Souris TCRalphabeta + De Lymphocytes Intra-épithéliales CD8alphaalpha Exprimer Des Gènes Ce Réguler à La Baisse Leur Réactivité De L'antigène Et De Supprimer Les Réponses Immunitaires
Lymphocytes de souris intra-épithéliales de l'intestin grêle (IEL) qui expriment alphabetaTCR et homodimères CD8alphaalpha sont un sous-ensemble T énigmatique cellule, comme leur spécificité et leur fonction in vivo restent à définir. Pour mieux comprendre la nature de ces cellules, nous avons effectué mondiale profilage de l'expression des gènes en utilisant l'analyse des microréseaux combinées en temps réel de PCR quantitative et cytométrie de flux. L'utilisation de ces méthodes, TCRalphabeta (+) CD8alphaalpha IEL ont été comparés avec leur TCRalphabeta (+) CD8beta (+) et TCRgammadelta (+) homologues. Fait intéressant, TCRalphabeta (+) CD8alphaalpha IEL ont été trouvés à exprimer des gènes préférentiellement qui seraient attendus à bas moduler leur réactivité.
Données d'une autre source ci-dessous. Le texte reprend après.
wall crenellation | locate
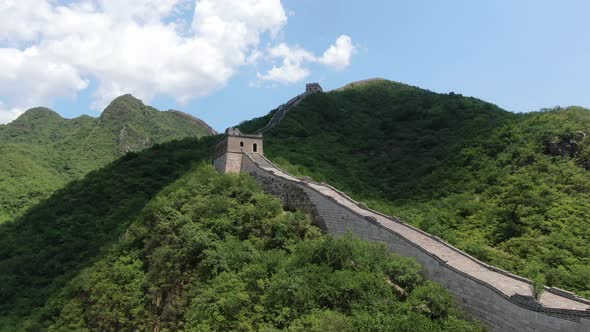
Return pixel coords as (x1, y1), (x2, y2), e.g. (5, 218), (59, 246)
(236, 154), (590, 332)
(214, 83), (590, 332)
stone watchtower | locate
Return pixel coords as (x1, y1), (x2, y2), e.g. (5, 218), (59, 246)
(305, 83), (324, 94)
(213, 128), (263, 173)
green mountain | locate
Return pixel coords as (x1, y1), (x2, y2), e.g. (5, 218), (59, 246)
(0, 137), (481, 331)
(0, 95), (214, 223)
(241, 80), (590, 297)
(0, 80), (590, 331)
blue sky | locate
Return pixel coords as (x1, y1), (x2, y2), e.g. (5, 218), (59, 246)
(0, 0), (590, 131)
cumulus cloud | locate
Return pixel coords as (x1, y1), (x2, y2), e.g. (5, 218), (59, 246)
(257, 35), (356, 84)
(0, 0), (354, 123)
(319, 35), (355, 69)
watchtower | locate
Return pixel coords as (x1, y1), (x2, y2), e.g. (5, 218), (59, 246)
(305, 83), (324, 94)
(213, 128), (263, 173)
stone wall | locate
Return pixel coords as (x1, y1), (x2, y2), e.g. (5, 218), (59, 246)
(241, 155), (590, 332)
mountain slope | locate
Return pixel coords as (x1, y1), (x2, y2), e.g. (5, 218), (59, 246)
(241, 80), (590, 297)
(0, 137), (215, 330)
(0, 95), (214, 223)
(0, 160), (481, 331)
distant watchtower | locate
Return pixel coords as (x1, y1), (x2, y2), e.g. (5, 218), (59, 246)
(305, 83), (324, 94)
(213, 128), (263, 173)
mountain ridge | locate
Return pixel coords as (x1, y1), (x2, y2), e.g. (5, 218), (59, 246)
(0, 94), (215, 223)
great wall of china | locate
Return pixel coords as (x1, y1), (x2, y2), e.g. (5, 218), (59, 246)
(214, 82), (590, 332)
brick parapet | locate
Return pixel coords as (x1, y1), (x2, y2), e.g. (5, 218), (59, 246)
(242, 155), (590, 331)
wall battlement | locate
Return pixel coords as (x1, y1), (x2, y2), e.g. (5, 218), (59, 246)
(305, 83), (324, 94)
(227, 153), (590, 332)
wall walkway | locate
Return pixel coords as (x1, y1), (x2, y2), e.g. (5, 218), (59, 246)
(241, 153), (590, 332)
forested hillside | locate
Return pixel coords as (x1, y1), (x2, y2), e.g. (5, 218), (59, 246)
(0, 144), (481, 331)
(0, 95), (214, 223)
(241, 80), (590, 297)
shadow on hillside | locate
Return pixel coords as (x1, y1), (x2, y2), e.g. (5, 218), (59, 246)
(0, 136), (218, 317)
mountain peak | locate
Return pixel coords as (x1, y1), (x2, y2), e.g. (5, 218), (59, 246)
(100, 94), (145, 120)
(13, 107), (63, 123)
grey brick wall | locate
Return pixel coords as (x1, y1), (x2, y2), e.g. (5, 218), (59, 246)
(241, 155), (590, 332)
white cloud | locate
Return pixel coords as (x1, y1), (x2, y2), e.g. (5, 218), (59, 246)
(257, 43), (316, 83)
(0, 101), (24, 124)
(257, 35), (356, 84)
(0, 0), (352, 122)
(319, 35), (355, 69)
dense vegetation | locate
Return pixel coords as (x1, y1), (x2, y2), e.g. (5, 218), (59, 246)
(6, 165), (481, 332)
(0, 95), (212, 223)
(242, 81), (590, 297)
(0, 137), (216, 328)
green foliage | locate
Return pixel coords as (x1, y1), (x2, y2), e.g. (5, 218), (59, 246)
(0, 95), (211, 223)
(0, 137), (215, 330)
(242, 81), (590, 297)
(0, 163), (481, 331)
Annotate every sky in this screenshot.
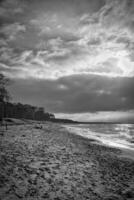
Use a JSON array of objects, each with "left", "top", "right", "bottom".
[{"left": 0, "top": 0, "right": 134, "bottom": 121}]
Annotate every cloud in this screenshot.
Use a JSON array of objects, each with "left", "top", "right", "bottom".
[{"left": 0, "top": 23, "right": 26, "bottom": 41}]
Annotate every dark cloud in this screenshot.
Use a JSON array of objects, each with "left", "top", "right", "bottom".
[
  {"left": 10, "top": 75, "right": 134, "bottom": 113},
  {"left": 0, "top": 0, "right": 134, "bottom": 120}
]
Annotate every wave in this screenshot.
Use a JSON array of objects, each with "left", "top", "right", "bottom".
[{"left": 64, "top": 124, "right": 134, "bottom": 150}]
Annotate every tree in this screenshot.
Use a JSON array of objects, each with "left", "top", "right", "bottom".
[{"left": 0, "top": 73, "right": 10, "bottom": 121}]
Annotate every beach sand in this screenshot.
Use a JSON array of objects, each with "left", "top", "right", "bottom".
[{"left": 0, "top": 123, "right": 134, "bottom": 200}]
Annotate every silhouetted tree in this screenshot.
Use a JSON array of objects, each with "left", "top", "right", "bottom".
[{"left": 0, "top": 73, "right": 10, "bottom": 121}]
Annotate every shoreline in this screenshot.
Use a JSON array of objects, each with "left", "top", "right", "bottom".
[{"left": 0, "top": 123, "right": 134, "bottom": 200}]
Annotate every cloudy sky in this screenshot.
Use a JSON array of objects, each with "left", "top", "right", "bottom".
[{"left": 0, "top": 0, "right": 134, "bottom": 121}]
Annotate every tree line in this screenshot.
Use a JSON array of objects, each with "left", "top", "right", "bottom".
[{"left": 0, "top": 73, "right": 55, "bottom": 121}]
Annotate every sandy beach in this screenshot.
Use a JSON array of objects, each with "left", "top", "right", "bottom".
[{"left": 0, "top": 123, "right": 134, "bottom": 200}]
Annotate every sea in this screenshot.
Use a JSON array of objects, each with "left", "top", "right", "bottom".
[{"left": 64, "top": 124, "right": 134, "bottom": 151}]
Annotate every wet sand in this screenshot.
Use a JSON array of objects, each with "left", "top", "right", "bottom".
[{"left": 0, "top": 123, "right": 134, "bottom": 200}]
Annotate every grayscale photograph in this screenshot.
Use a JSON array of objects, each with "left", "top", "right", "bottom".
[{"left": 0, "top": 0, "right": 134, "bottom": 200}]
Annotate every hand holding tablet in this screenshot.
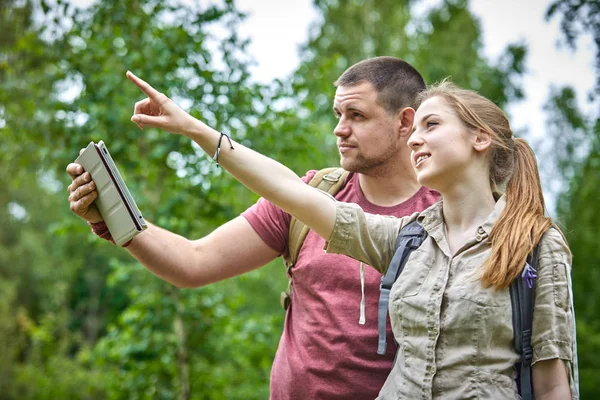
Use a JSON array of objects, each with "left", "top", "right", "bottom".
[{"left": 75, "top": 141, "right": 147, "bottom": 246}]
Ils ont un profil d'expression unique de membres de la famille des récepteurs NK Ly49 et ont tendance à exprimer des récepteurs inhibiteurs, ainsi que certains récepteurs activateurs. Le mécanisme de signalisation des deux TCRalphabeta (+) CD8alphaalpha et TCRgammadelta (+) IEL est construit différemment que les autres et IEL cellules T périphériques, comme en témoigne leur faible niveau d'expression de l'éditeur de liens pour l'activation des cellules T et la haute expression de la non- lieur l'activation des cellules T, qui inhibe l'activation des cellules T. Le TCRalphabeta (+) CD8alphaalpha IEL sous-ensemble a également augmenté l'expression de gènes qui pourraient être impliqués dans la régulation immunitaire, y compris le TGF-beta (3) et l'activation des lymphocytes gène-3. Collectivement, ces données soulignent le fait que, tandis que TCRalphabeta (+) CD8alphaalpha IEL ressemblent TCRgammadelta (+) IEL, ils constituent une population unique de cellules avec Ag réactivité réglementé qui pourraient avoir la fonction de réglementation.